SIRADA KÜRDİSTAN VARDI
■ Çözüm Süreci hakkında ne düşünüyorsunuz? PKK ile barış masasına oturmak doğru mu idi? PKK’nın asıl amacı neydi? Gelinen noktada neler görüldü? Terör örgütünü bitirmek için ne yapılması gerekiyor?

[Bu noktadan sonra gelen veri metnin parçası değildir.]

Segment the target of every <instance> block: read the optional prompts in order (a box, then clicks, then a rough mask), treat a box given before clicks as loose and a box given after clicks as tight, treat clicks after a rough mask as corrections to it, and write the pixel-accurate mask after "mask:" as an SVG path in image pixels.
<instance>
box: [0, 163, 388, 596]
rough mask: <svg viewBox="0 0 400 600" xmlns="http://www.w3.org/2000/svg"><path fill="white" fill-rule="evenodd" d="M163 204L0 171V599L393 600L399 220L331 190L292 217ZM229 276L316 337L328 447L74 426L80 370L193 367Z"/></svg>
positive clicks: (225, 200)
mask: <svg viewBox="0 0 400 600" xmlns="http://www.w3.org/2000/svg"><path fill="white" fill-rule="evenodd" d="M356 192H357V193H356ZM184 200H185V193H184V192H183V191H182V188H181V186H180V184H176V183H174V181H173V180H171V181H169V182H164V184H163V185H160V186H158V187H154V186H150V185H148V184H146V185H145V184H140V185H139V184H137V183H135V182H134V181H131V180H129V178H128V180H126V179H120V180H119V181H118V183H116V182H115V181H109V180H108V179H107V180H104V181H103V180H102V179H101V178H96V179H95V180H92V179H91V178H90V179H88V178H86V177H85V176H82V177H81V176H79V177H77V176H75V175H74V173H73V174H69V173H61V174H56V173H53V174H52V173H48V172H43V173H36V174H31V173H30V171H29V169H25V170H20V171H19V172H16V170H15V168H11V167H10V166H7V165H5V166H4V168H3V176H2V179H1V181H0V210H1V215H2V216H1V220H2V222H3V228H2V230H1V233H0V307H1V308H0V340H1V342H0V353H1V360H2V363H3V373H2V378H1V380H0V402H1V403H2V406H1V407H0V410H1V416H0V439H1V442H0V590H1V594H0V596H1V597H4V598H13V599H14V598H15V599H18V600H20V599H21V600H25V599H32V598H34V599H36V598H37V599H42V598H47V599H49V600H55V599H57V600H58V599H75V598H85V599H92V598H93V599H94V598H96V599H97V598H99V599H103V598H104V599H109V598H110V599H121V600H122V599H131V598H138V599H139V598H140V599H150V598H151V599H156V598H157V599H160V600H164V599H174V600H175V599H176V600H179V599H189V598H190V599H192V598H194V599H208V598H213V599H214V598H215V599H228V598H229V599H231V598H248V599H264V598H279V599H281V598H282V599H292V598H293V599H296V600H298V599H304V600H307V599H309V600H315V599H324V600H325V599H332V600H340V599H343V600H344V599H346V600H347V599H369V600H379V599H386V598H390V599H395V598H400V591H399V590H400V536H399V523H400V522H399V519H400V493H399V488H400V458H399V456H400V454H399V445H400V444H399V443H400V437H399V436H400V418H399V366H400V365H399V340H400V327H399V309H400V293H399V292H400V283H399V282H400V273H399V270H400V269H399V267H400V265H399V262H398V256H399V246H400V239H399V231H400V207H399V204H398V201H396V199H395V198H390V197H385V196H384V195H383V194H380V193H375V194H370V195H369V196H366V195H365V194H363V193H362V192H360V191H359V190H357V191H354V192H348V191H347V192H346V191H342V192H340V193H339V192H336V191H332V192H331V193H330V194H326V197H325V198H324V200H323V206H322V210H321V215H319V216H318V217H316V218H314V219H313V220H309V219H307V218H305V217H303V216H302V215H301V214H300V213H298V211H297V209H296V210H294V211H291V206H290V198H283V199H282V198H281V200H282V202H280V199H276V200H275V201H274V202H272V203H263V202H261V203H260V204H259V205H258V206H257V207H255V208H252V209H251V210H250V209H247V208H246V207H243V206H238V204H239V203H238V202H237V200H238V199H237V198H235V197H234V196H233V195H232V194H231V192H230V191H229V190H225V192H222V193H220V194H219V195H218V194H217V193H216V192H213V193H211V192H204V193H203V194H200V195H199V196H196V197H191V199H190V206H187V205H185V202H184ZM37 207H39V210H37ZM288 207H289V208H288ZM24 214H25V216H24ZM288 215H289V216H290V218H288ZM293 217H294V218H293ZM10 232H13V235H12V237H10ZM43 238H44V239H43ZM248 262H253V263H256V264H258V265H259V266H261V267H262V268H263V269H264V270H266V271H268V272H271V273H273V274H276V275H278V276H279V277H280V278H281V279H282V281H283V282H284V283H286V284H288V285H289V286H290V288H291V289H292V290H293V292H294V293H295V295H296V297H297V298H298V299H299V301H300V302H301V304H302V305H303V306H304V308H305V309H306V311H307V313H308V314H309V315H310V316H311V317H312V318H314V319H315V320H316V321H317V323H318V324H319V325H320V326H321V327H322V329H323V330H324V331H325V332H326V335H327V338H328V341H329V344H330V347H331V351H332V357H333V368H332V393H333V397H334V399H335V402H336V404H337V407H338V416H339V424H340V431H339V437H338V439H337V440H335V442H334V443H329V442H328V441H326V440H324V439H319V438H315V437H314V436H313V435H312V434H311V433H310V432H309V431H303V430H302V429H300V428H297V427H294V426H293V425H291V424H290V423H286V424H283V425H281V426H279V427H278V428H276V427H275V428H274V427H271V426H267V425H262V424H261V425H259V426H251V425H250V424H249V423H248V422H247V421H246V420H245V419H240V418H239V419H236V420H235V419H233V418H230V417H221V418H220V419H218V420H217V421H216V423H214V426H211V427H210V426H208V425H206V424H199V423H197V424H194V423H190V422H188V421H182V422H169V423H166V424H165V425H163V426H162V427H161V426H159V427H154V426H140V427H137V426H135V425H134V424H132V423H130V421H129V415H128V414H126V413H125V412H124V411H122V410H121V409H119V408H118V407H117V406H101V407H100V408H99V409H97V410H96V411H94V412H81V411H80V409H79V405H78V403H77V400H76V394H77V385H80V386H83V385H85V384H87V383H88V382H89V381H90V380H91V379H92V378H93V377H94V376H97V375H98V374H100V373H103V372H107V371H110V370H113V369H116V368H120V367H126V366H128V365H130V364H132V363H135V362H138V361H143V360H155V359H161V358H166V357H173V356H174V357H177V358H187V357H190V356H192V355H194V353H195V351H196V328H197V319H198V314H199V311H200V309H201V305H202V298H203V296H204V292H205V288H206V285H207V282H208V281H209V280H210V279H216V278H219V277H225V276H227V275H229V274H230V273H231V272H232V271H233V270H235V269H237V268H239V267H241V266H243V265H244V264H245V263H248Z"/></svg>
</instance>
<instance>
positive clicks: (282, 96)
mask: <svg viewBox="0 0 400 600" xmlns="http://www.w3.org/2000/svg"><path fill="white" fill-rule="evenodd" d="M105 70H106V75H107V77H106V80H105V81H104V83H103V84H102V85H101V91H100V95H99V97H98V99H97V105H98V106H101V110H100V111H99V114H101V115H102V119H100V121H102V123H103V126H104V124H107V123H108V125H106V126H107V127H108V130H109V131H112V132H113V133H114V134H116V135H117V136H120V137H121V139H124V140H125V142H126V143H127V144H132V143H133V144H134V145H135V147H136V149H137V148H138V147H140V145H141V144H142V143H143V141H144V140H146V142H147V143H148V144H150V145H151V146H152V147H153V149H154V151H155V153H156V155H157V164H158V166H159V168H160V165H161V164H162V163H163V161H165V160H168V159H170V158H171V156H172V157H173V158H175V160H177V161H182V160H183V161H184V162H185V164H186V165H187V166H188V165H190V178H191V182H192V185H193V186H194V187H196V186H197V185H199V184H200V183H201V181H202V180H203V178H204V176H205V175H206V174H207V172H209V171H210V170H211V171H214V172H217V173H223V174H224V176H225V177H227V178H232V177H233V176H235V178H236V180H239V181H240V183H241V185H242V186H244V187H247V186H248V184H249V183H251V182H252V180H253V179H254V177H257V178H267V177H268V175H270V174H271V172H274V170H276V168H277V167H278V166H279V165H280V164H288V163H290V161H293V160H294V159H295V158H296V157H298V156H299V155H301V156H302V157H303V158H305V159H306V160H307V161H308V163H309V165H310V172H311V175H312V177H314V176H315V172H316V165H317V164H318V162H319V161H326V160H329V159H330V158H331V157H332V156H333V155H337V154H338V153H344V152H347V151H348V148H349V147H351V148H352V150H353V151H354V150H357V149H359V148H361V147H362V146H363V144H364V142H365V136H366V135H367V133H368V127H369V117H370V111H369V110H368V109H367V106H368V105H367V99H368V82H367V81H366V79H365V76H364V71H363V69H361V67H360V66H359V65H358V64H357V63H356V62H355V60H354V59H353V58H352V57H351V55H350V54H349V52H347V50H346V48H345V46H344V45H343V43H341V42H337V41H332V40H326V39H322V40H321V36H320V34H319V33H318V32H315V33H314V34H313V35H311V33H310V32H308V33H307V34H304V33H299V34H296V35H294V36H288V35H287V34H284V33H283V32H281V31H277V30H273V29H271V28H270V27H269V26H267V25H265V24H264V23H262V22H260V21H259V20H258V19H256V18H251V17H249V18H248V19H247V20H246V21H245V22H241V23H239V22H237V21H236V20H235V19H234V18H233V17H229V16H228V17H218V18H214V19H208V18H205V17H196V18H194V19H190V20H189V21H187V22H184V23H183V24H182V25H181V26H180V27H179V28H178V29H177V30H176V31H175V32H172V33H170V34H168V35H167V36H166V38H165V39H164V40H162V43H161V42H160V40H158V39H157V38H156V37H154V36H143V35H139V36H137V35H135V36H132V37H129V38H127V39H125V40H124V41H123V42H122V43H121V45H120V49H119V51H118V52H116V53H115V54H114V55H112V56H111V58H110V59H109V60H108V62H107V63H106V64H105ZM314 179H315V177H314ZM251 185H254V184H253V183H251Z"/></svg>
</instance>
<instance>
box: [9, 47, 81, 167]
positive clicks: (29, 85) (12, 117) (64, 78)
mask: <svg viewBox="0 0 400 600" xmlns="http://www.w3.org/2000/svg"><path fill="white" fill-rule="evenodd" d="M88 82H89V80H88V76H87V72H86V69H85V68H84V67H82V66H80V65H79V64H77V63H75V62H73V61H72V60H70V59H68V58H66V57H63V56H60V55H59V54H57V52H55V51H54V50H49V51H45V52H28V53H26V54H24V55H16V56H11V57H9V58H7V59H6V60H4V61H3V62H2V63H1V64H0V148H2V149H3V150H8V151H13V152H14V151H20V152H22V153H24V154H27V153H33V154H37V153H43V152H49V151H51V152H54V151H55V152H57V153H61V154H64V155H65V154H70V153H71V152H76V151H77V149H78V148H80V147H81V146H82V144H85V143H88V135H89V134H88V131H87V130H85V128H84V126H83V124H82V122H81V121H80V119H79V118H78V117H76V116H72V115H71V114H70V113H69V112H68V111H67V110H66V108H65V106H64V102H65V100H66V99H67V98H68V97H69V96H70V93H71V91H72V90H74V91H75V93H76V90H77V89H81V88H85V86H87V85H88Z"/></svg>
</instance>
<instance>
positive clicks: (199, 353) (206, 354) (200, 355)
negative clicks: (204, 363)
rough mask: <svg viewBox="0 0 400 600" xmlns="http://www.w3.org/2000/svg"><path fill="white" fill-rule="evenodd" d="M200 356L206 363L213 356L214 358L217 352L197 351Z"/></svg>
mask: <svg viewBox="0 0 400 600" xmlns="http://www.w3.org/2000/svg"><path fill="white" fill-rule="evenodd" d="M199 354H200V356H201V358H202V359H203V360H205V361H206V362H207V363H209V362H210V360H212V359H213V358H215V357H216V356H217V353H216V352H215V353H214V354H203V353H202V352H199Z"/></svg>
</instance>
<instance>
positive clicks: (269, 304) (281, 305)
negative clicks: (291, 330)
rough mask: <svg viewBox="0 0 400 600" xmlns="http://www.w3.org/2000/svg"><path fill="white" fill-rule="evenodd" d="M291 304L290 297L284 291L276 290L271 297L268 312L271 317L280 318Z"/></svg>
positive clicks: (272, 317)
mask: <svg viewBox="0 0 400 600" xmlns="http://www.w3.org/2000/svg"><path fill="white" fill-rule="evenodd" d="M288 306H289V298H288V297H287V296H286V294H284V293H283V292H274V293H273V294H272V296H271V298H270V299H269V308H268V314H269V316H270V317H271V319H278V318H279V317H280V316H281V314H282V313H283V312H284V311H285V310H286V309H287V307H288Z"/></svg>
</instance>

Düşüncelerimi belirtirken duygusallıktan ziyade aklı öne alacağım. Küresel politikalardaki değişiklikler Türkiye’de de bazı değişikliklere yol açtı. Daha önce amacı Türkiye sınırları içerisinde toprak talebi olan, 30 yıl boyunca insanlarımızı öldüren taşeron terör örgütünün siyasi sözcüleri, hiçbir şey talep etmeden silahlı unsurlarının Türkiye sınırları dışına çıkacağını söylüyordu. Devlet de aynı şeyleri söylüyordu. Sanki bir anlaşma var gibiydi arka planda. Peki, bu nasıl olurdu? Ben o günlerde yakın çevreme; PKK’ya, Türkiye sınırları dışında başka bir yer gösterilmiş olabileceğini söylemiştim. Onlar için yerin çok da önemi yoktu nasıl olsa. Fransız ve İngilizlerin 100 yıl önce verdikleri Ermenistan ve Kürdistan sözünün yerine gelmesiydi önemli olan. İşin ciddiyeti Ermenistan kurulduktan sonra anlaşıldı. Sırada Kürdistan vardı. Fakat bu iş-belki de şimdilik- Türkiye sınırları içinde olacağa benzemiyordu.
KÜRESEL OYUNCULAR
Irak ve Suriye’deki karışık durum ve konum daha müsait idi Kürdistan için. Türkiye’nin yardımıyla da böylece -şimdilik- herkes kazanmış olacaktı. O zaman; bu örgütün taleplerinin büyük kısmı siyasi olarak karşılanmalı ve bu talepler için silahlı mücadeleye gerek kalmamalıydı. Öyle de yapıldı. Devlet aklı olarak, sonuca gitme açısından mantıklı görünüyor. Fakat küresel başka oyuncuların katılmasıyla bu durum bozulmuşa benziyor. Ve bu durum, PKK’nın değişik merkezlerden yönetildiğini göstermesi bakımından da önemli görünüyor.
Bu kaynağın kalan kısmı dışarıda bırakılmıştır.